An important factor in getting visibility in Google is to submit a transcript of the video content.  This requires some effort but this effort is usually well repaid in terms of visibility in video searches.

Users will be able to find your video more easily if you add a transcript to each video file you have uploaded via your Video Status page. We prefer it if the format of the transcript is time-coded and saved as a .txt file. A time-coded transcript breaks the script of the video into segments. Each segment includes the time the words in the script are being said in the video followed by the actual words of the script.

What used to be a relatively simple process of shooting and submitting to YouTube is suddenly becoming somewhat more complicated.  Even then a word of caution is appropriate.  People are now used to seeing good-quality videos and one with inferior quality may well do more harm than good.

Developing A Good Video

Developing a high quality video is not difficult but you should plan carefully exactly what you will do.  Usually the video quality with most video cameras will be adequate, provided appropriate lighting is arranged.  The audio may be more of a problem but Barry Schwartz for example finds the Samson C01U USB Microphone works very well for him.
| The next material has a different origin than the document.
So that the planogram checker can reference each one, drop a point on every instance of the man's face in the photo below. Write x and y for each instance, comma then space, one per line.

There are a number of factors to consider and a very professional approach is to be encouraged.  For example it is probably appropriate to have background music at the start and at the end of the video.  High quality caption pages should also be used.
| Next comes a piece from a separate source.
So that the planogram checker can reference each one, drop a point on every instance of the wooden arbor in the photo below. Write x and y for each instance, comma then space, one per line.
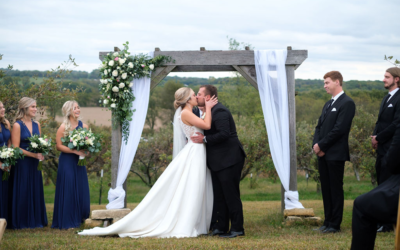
241, 61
Here are some more resources if you need further information on producing good-quality videos.

What Some Experts Are Saying About Videos

So you have produced your great video.  What’s next?

Well unfortunately there are further challenges to be faced.  Perhaps Google’s Universal Search will not bring the audience you’re hoping for.  Just see what Steve Rubel highlighted in his blog explaining Why Text Remains King of the Web.
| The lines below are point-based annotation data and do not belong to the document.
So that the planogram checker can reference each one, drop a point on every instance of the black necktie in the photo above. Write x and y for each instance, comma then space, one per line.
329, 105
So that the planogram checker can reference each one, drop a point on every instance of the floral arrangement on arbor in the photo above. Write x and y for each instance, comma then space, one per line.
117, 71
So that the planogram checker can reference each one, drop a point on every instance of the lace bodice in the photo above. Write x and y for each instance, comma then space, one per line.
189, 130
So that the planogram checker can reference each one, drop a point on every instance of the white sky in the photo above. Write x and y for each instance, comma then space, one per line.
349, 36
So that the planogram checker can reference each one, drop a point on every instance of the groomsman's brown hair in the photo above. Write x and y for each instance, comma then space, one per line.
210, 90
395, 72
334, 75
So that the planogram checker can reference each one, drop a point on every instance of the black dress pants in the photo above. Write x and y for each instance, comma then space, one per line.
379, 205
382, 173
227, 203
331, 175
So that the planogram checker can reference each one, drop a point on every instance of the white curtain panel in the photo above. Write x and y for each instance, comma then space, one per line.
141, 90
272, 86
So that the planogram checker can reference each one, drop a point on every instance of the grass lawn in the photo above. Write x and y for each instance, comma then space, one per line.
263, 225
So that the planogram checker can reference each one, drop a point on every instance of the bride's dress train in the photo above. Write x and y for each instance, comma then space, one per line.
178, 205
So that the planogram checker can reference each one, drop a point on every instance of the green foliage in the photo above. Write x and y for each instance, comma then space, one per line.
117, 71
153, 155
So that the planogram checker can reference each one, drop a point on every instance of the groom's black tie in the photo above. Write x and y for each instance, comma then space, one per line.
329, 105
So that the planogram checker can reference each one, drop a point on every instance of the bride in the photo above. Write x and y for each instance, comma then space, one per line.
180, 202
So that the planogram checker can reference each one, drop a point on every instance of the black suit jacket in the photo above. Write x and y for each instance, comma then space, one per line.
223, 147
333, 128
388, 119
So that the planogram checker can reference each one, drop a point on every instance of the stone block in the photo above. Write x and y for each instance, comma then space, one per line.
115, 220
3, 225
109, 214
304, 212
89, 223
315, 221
My friend Robert Scoble has a problem. He produces terrific videos on technology companies for Fast Company. They’re a little long sometimes, but they’re almost always interesting.

So what’s Scoble’s problem? Well a lot. The videos don’t generate a lot of in-bound links from bloggers, conversations on Twitter or mentions on aggregators like Techmeme. “None of my 1,000+ videos has ever made it to Techmeme,” Scoble said.

That sentiment is also reflected in an article by Nicole Ferraro entitled: Unprofitable Video: At Least It’s Cheap to Make.  She noted that at the Software & Information Industry Association (SIIA) conference in New York City three video experts spent more time diverting people’s attention to how very low-cost all of this video stuff is – versus how it will generate profits.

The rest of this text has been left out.